Une femme de 60 ans a été condamnée vendredi 12 juin 2026 par le tribunal judiciaire de Carcassonne, selon Midi Libre. Elle était poursuivie pour détention de cadavres et mauvais traitements sur animaux, après la découverte de 340 cadavres de chats dans son logement en octobre dernier.
En bref
- —340 cadavres de chats découverts
- —Une femme de 60 ans condamnée
- —31 chats et un chien retrouvés
Le tribunal condamne une femme de 60 ans à Carcassonne
La prévenue a comparu vendredi 12 juin devant un juge au tribunal judiciaire de Carcassonne, rapporte Midi Libre, qui cite L’Indépendant. Elle a été condamnée à une amende pour détention de cadavres et mauvais traitements sur animaux.

Selon le même article, la femme de 60 ans est atteinte de troubles mentaux. Le montant de l’amende n’est pas précisé dans les éléments publiés.
L’affaire relève à la fois de la justice pénale et de la protection animale. Les faits jugés font suite à une intervention menée plusieurs mois plus tôt dans son logement.
Des signalements évoquaient des chats capturés dans la rue
D’après Midi Libre, plusieurs signalements affirmaient qu’une femme volait des chats puis les maltraitait. Ces alertes ont conduit la Fondation 30 Millions d’Amis à se saisir du dossier.

L’association est intervenue au domicile de la sexagénaire avec les forces de l’ordre, la Société carcassonnaise de protection animale et un commissaire de justice, selon le récit rapporté par Midi Libre.
L’enquête de voisinage citée par l’article indique que cette femme changerait régulièrement d’adresse dans le secteur depuis trente ans et capturerait des chats dans la rue. Ces éléments sont rapportés au conditionnel par les enquêteurs.
Ce que l’on sait de l’intervention
L’intervention a réuni la Fondation 30 Millions d’Amis, les forces de l’ordre, la Société carcassonnaise de protection animale et un commissaire de justice, selon Midi Libre. Elle faisait suite à plusieurs signalements visant la détention et le traitement des chats.
31 chats et un chien trouvés dans un logement insalubre
Sur place, les intervenants ont décrit un logement difficilement pénétrable, selon Midi Libre. L’appartement dégageait une odeur pestilentielle et présentait des caractéristiques associées au syndrome de Diogène, d’après les membres de l’association cités par le journal.

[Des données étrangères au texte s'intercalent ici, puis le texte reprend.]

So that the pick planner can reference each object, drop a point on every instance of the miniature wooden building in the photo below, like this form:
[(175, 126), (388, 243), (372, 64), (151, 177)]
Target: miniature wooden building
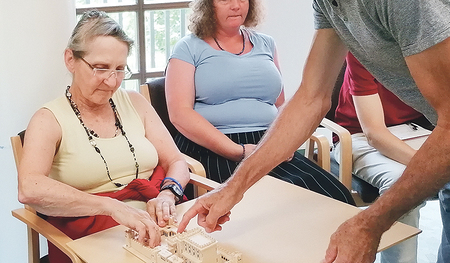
[(191, 246)]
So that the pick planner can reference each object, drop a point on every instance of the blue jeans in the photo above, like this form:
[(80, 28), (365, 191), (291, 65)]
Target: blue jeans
[(444, 202), (382, 172)]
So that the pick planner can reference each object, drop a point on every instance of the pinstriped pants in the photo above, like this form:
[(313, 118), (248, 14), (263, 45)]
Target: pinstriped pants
[(299, 171)]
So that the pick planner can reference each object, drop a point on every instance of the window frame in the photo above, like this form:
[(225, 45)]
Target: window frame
[(140, 8)]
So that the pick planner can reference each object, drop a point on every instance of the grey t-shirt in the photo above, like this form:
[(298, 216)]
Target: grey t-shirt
[(380, 33), (234, 93)]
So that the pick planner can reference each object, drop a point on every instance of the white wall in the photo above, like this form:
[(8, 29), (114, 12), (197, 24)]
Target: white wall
[(32, 72), (33, 37)]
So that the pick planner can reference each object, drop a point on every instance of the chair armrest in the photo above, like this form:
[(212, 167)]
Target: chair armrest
[(195, 166), (54, 235), (346, 161), (323, 150)]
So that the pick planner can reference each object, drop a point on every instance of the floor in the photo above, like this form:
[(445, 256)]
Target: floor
[(429, 239)]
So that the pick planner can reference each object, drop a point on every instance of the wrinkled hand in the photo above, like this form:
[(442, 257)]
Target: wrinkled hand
[(138, 220), (162, 208), (249, 148), (213, 209), (354, 241)]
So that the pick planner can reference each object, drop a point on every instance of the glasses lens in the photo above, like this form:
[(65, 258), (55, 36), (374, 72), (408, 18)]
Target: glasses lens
[(101, 73), (127, 74)]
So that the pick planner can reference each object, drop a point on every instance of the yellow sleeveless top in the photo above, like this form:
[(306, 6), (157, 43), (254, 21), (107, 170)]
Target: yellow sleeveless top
[(76, 162)]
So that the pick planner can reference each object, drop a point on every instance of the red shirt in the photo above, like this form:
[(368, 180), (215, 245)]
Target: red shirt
[(359, 82)]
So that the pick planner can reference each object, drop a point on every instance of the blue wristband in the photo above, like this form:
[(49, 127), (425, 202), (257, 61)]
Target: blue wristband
[(173, 180)]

Les équipes ont repéré 31 chats et un chien dans le logement. Jean, enquêteur-bénévole à la Fondation 30 Millions d’Amis, décrit des animaux « tous avec des problèmes de santé, le chien était même marqué au niveau du cou et du dos, il n’avait quasiment plus de poils à certains endroits ».
La mention de troubles mentaux et d’un possible syndrome de Diogène place aussi le dossier sur le terrain de la santé mentale, sans que l’article ne détaille de prise en charge médicale. Les éléments connus portent avant tout sur l’état du logement et celui des animaux retrouvés.
340 corps de chats découverts dans des sacs de croquettes
La découverte la plus lourde a été faite dans des sacs de croquettes rangés dans des cartons, selon Midi Libre. Jean, enquêteur-bénévole, raconte : « Je me suis rendu compte que ce n’était pas de la nourriture à l’intérieur, mais des cadavres de chats ! C’était vraiment choquant ».

Au total, 340 corps de félins en état de décomposition avancée ont été dénombrés, d’après l’article. La présidente de la Fondation 30 Millions d’Amis, Reha Hutin, a réagi en déclarant : « Nous sommes face à un acte abominable qui dépasse l’entendement ».
Selon Midi Libre, Reha Hutin a ordonné un dépôt de plainte immédiat. L’article ne précise pas si d’autres procédures ou mesures administratives sont encore en cours après la condamnation prononcée le 12 juin.
Les suites précises de l’affaire ne sont pas détaillées dans les éléments publiés : le montant de l’amende, l’éventuel suivi de la prévenue et le devenir des animaux retrouvés vivants ne sont pas indiqués. Les prochaines informations attendues porteront notamment sur d’éventuelles mesures de protection animale complémentaires ou sur un suivi judiciaire après la condamnation du 12 juin.